First Loves and Other Fairytales

By Jessica Pelton

My longest and most committed relationship has been to my first love: fairytales.

Everyone always asks how we met, but it’s a tale as old as time, really; my parents introduced us. They sat me down in front of the TV as a kid to watch The Little Mermaid, and by the time Ariel and Eric were being serenaded on a romantic nighttime boat ride, I was a goner. We already had a lot in common: we loved colorful clothing, cute animals, and socializing with other children. We also shared an essential core value: a belief in magic and happy endings.

The early years of our relationship were a borderline-obsessive whirlwind of re-watching Disney movies, accumulating Halloween costumes (mostly of Belle since we both have brown hair and accuracy was essential), and constructing an elaborate princess-themed bedroom complete with a bright pink canopy bed and at least two tiaras. But as often occurs in relationships, one of us began to outgrow the other.

I eventually had my parents remove my canopy bed and covertly smuggled my ballgown-bedecked Barbies into various hiding places, because despite the strength of my affection, I began to suspect that me and fairytales were a bit star-crossed. I was told that to grow was to stop believing in magic, and unfortunately, I believed it.

But it turns out that you can grow together in a relationship, and by the end of elementary school I discovered another, even more addictive, side to fairytales: books. I found myself searching for Victorian-style dresses and anthropomorphic animals on all my library book covers, and it was the start of an entirely new honeymoon phase. I simply couldn’t keep my hands off fairytales. I was the kid who, when everyone else fawned over Anne Hathaway’s Ella Enchanted, I said, “Oh, I love that book!” And if you think that there are a lot of remakes of Cinderella movies, you should check out your local library sometime.

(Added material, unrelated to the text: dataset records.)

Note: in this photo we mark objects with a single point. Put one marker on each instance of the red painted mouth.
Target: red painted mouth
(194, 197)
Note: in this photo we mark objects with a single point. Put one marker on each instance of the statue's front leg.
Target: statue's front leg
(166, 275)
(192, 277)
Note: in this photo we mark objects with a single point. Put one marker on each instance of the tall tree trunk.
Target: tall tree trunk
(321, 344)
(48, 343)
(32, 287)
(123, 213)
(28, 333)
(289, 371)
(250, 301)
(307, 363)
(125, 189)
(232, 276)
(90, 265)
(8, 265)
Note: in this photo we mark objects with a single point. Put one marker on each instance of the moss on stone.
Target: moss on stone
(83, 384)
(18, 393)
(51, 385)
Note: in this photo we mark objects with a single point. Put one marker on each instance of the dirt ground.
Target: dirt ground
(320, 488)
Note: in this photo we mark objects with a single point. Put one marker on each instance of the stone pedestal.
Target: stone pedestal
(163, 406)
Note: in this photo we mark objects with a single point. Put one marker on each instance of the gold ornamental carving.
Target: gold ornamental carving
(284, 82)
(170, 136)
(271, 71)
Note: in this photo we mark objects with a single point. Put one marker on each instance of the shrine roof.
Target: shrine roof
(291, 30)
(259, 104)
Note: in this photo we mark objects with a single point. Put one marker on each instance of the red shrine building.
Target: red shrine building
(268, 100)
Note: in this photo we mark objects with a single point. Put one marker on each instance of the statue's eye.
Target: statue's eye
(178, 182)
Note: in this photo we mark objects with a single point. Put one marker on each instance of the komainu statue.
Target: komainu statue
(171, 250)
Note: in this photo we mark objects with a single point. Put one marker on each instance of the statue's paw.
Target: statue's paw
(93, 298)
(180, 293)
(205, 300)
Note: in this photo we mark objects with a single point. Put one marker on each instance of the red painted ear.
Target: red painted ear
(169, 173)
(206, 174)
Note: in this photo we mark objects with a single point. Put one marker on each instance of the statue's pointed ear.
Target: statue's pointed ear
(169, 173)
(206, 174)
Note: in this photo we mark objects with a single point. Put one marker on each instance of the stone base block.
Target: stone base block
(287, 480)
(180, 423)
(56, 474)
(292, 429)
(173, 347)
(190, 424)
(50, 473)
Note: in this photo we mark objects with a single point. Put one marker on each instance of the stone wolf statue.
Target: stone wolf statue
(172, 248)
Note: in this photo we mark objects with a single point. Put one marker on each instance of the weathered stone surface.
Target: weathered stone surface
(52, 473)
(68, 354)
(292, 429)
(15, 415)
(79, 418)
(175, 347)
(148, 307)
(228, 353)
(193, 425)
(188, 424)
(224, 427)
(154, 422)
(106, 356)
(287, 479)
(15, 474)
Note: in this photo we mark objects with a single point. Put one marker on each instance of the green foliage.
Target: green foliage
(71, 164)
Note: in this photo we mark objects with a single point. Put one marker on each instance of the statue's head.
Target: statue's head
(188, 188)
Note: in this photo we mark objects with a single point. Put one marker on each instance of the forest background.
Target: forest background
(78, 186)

My relationship with fairytales has grown and evolved, but I will never stop loving them. They gave me entertainment but also a long-lasting passion for musicals, and they introduced me to books to which I continuously return. Not every fairytale is perfect, what with Disney’s history of problematic gender roles and borderline-necrophilic “Prince Charmings”. But stories are just as varied and complex as the people who create and love them, and I can appreciate the joy that older fairytales brought me while simultaneously being grateful for the positive ways in which they have evolved. Ultimately, fairytales remind us that a belief in the magical, whatever that word may mean to you, is not only timeless but also ageless. And if I continue to suspect that, if I wait long enough, one day a bespelled animal will talk to me, then that’s a small price to pay.